Friday, December 4, 2009

End of Semester Angst

The proverbial chickens are coming home to roost. Of course, I have never lived on a farm, never spent any time with chickens, didn't even know they strayed away from home during the daytime.
But I DO know about students, and some of mine are hurting. There was a lot of reported illness, some quite serious, in my sections. At least one student had a fairly severe case of swine flu, and was hospitalized for a weekend, throwing up blood. Many were quite ill with other kinds of flu, and could not come to class for over a week.
One of these just returned, not quite well, and unfortunately for him, he did not keep up with the work. Since there is no time left, I gave him two days extra to finish his paper, due Tuesday, but asked that he combine it with the earlier research paper, the definition of the topic, to form the combined definition and causal essay. He did not come to class yesterday, when that combined essay was due for peer review. And he did not email me. I think he has given up.

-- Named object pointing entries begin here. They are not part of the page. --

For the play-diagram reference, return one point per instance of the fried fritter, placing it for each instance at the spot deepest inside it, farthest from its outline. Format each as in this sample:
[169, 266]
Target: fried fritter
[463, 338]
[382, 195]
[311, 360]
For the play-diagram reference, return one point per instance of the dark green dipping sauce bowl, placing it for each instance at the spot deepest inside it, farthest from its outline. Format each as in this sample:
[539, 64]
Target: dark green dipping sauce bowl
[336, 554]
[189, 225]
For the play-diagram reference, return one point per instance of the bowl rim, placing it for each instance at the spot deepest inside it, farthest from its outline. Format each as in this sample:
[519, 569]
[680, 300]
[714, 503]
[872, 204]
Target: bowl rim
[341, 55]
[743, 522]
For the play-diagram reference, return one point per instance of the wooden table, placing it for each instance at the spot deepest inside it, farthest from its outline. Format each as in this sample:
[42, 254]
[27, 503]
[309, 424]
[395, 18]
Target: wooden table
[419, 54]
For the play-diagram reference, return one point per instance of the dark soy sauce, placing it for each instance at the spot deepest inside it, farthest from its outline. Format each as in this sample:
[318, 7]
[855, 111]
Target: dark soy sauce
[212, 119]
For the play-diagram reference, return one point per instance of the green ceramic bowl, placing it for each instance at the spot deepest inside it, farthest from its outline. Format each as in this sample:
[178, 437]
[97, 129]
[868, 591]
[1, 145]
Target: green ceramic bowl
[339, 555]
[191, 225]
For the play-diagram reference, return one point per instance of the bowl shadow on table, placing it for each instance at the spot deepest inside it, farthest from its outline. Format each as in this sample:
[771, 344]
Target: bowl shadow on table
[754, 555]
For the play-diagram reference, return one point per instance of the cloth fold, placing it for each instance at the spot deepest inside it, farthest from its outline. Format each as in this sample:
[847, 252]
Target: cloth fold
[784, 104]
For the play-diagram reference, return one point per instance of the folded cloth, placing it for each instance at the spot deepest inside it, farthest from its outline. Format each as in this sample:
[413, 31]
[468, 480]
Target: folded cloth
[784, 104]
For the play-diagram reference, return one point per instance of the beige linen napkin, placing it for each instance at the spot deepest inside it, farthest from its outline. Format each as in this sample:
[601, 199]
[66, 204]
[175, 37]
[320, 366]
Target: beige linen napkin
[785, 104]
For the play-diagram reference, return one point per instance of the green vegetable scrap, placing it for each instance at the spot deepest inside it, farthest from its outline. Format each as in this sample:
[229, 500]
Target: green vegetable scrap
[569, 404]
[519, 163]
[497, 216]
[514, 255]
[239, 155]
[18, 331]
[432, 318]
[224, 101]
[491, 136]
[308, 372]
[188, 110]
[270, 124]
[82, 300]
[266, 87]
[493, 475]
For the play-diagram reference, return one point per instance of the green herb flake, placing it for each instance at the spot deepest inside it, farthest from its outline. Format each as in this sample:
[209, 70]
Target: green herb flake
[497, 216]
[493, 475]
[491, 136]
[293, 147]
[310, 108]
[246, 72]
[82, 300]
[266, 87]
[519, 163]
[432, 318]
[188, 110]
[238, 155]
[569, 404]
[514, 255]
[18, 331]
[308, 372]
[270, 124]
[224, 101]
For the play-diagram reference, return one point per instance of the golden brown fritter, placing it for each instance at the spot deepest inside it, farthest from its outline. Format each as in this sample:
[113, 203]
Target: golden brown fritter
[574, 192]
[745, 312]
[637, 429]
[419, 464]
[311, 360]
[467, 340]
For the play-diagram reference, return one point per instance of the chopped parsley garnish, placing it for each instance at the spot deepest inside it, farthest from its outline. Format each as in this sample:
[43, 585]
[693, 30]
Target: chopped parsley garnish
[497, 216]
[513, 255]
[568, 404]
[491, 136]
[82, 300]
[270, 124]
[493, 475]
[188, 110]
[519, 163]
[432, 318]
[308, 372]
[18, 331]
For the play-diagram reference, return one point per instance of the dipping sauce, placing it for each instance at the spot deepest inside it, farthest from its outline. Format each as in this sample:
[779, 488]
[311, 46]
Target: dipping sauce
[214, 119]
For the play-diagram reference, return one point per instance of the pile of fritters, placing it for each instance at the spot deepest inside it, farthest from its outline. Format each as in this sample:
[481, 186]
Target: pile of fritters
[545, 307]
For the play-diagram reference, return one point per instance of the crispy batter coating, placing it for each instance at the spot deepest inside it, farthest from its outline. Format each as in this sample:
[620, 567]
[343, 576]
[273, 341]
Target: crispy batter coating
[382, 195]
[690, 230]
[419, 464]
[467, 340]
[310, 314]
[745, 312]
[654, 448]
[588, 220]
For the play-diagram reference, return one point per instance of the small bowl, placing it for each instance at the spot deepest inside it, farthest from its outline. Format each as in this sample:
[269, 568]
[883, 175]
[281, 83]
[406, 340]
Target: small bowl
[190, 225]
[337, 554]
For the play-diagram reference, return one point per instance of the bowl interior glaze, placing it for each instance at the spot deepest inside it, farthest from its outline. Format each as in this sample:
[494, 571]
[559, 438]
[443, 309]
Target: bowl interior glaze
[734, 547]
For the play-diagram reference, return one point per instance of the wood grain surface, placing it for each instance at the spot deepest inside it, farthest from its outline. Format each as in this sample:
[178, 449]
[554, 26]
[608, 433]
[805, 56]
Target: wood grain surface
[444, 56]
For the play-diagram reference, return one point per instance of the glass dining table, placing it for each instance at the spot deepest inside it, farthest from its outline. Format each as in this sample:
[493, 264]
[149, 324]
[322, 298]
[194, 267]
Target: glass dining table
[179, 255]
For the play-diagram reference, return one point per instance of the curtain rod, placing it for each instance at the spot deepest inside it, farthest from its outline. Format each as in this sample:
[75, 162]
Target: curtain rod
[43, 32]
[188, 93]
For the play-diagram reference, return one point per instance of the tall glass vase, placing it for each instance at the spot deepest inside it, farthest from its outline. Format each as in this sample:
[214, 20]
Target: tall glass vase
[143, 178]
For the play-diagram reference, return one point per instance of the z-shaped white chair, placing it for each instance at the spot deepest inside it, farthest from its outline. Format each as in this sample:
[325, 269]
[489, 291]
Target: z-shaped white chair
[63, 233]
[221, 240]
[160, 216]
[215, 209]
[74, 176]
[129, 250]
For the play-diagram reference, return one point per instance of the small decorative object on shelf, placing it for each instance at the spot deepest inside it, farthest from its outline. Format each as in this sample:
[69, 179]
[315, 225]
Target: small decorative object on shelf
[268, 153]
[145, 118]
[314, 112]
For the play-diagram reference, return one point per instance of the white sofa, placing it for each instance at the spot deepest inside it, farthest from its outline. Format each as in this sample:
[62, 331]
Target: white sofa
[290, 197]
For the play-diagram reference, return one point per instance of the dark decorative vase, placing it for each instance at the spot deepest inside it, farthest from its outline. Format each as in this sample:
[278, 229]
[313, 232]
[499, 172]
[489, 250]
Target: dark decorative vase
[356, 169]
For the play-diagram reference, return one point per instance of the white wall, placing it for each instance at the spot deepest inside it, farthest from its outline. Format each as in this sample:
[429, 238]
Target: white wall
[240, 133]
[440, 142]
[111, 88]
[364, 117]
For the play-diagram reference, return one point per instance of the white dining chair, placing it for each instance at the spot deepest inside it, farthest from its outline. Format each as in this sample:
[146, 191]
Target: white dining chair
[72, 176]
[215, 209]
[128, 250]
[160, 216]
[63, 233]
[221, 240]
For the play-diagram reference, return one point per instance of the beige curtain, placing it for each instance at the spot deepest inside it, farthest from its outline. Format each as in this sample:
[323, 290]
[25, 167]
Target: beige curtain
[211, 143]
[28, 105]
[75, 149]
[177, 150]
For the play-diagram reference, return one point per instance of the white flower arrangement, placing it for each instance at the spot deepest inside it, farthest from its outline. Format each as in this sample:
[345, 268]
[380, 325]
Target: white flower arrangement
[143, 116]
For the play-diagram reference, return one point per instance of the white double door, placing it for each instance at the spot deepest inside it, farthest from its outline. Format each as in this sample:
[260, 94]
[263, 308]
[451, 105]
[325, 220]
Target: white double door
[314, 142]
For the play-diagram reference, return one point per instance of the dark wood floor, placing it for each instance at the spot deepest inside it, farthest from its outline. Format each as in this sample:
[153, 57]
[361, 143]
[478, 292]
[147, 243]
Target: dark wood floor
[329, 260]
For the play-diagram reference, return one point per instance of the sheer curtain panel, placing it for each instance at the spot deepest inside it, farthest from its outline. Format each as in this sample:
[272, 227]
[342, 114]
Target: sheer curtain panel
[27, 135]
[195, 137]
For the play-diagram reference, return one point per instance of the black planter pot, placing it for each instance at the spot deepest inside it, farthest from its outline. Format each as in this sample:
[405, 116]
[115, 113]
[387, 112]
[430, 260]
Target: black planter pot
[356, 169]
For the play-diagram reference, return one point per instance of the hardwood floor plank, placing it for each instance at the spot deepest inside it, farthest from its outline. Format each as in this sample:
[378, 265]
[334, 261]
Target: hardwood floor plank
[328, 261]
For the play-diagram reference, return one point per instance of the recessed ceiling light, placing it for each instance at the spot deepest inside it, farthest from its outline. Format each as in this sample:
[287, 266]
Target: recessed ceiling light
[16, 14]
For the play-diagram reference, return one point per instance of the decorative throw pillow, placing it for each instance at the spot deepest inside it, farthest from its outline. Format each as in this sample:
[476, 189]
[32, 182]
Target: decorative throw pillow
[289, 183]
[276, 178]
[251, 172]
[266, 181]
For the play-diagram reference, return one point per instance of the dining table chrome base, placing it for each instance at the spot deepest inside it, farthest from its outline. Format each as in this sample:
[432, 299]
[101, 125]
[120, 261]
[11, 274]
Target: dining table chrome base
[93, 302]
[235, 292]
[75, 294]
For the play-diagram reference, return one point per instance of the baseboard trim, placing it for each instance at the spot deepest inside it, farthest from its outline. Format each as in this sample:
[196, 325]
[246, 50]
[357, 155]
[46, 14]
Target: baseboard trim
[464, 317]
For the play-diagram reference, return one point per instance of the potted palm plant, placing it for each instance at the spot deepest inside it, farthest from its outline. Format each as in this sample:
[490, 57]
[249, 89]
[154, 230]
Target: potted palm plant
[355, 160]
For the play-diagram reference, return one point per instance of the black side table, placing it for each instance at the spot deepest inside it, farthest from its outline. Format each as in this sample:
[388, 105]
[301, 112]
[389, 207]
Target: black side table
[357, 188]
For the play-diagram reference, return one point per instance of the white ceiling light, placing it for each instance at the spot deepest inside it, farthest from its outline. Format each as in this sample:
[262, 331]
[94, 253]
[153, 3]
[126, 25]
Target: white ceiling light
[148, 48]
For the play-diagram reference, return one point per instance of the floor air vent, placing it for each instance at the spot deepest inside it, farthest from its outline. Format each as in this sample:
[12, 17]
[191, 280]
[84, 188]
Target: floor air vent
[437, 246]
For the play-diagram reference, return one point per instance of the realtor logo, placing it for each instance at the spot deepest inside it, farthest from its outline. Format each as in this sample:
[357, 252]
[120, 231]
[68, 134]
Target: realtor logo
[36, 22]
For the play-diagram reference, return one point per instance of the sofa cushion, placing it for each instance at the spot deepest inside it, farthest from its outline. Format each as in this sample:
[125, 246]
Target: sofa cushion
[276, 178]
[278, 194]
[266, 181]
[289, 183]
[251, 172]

Since that student had already written the definition paper earlier in the semester, this was merely a matter of typing up the two together. But he didn't try to do it, apparently.
Another student told me, after getting back his failing causal essay (an essay I spent a month and a half preparing them to write), that he didn't understand how to write a causal essay or how to take information from his sources to do that. Meanwhile, he lives nearly next door to me, and could have knocked on my door any number of times to ask for help. He has delivered papers to my door before, and not been shy generally about requested assistance. It is hard at this point to help him.
When this happens, I feel as if I am the one who has slipped up. My heart beats fast, and I relive that anxiety dream where one goes to take an exam without ever having attended the class.